Hydrogen can also be produced from biomass, such as crop residues, wood and dung using pyrolysis process and gasification (thermochemical) techniques. These processes produce a carbon rich synthesis gas that can be reformed into hydrogen in the same way as natural gas or coal based synthesis gas. The advantage of biomass over fossil fuels is that it produces no net emission of carbon dioxide, since the carbon released into the atmosphere was previously absorbed by the plants through photosynthesis.

Hydrogen production using water electrolysis is minimal today because it requires large amount of electricity which is expensive. To be economical the electricity used for electrolysis would need to be cheap. The environmental benefit of electrolysis based hydrogen energy depends on how the electricity is produced. If it is generated from nuclear or renewable energy sources such as wind, solar and biomass electrolysis will produce carbon free hydrogen. But large reduction in the cost of renewable based electricity and nuclear power are needed to enable hydrogen produced by electrolysis to compete with conventional sources of energy on a large scale.

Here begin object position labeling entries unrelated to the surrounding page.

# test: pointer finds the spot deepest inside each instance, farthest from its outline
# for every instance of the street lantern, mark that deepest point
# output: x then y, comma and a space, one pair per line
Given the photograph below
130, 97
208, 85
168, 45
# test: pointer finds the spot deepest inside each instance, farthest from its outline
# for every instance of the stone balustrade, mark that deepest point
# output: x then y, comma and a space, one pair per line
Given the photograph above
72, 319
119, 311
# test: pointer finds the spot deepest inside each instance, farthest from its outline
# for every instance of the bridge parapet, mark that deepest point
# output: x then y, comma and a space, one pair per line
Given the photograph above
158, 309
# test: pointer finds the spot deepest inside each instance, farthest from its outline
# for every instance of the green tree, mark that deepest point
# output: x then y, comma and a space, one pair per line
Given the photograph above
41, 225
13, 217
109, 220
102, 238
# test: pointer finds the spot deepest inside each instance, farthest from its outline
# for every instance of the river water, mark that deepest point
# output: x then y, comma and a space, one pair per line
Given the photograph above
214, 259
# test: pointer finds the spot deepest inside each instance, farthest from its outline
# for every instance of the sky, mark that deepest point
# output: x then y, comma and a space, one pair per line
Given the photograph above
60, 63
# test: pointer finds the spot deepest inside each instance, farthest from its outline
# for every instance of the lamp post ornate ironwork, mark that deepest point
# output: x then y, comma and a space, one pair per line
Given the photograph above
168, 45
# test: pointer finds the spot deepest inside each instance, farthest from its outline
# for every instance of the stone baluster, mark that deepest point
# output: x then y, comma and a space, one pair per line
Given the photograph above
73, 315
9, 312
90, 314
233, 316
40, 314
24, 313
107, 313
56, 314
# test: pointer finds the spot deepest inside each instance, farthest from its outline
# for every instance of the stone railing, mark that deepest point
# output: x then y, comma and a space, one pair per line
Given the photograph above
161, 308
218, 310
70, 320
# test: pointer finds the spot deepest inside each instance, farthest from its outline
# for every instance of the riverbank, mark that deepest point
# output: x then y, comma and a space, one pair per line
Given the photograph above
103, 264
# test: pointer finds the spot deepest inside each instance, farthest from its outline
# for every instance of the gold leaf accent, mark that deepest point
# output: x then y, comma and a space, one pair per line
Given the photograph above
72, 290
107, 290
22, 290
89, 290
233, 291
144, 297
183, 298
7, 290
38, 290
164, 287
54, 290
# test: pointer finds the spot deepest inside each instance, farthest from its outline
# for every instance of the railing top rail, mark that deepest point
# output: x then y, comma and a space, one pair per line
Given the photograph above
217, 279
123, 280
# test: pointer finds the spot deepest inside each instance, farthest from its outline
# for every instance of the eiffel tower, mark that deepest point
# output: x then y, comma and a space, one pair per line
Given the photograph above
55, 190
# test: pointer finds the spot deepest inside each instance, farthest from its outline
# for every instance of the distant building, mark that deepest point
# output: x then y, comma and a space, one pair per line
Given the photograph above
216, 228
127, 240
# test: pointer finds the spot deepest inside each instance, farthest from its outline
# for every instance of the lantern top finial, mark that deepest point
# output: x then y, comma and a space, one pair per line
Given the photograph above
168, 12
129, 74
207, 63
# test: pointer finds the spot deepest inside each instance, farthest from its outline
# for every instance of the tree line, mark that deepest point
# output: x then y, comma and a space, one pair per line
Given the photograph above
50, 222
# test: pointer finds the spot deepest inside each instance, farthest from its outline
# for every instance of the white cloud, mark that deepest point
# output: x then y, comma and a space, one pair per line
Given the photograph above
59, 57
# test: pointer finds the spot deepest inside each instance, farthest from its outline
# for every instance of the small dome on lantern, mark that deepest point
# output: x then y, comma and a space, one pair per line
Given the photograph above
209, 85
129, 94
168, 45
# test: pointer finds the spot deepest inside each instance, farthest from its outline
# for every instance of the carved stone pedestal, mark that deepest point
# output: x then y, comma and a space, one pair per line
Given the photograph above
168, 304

Hydrogen is the main fuel of the sun and the universe. The sun energy comes from the fusion of hydrogen atoms to form a helium atom with tremendous amount of heat generated during the process. Hence if man wants to solve completely his energy needs, he has to mimic or copy the sun. Moreover water the raw material for this process exists in abundance on earth. So how can we go wrong if we adopt the hydrogen technology and economy for our future energy security?

However, in this quest there are obvious drawback and limitations. Nuclear fusion technology is farfetched and may gain traction in another hundred years, but the recourse is here. Fuel cell technology is that recourse; it is a technology that produces electricity with hydrogen and air as the raw material producing water and heat as exhaust. This technology is already proven technically and commercially.

The other attraction to hydrogen as fuel is the potential advantage it has over fossil fuels that it burns without producing harmful emissions like carbon dioxide and associated pollutant to the air. Thus hydrogen holds the potential to provide energy services to all section of the economy, including transportation, building and the industry. The use of hydrogen the fuel of choice in the aerospace industry is founded not only on its lightness but also on it excellent energy storage capacity. Also the use of hydrogen to produce green steel and green ammonia is well known in industry. In addition the poor countries of the world can exploit their biomass potential to produce hydrogen, then using the hydrogen for domestic heating and as raw material for industrial energy production using fuel cell technology, thus simulating economic, technological and industrial growth.

 

Sources;

• Hoffman P.(2001), Tomorrow’s energy hydrogen, fuel cells and the prospect for a cleaner planet. MIT press Massachusetts.
• European commission (2003), Hydrogen Energy and Fuel cells; A Vision of our future. DGTREN Brussels.
• United Nations Environmental Program (2006) THE HYDROGEN ECONOMY: UNEP.
• IEA (2004) Hydrogen and fuel cells: OECD/IEA.
• EG&G Technical services, Inc. (2004) : fuel cell handbook.US Dept. of energy.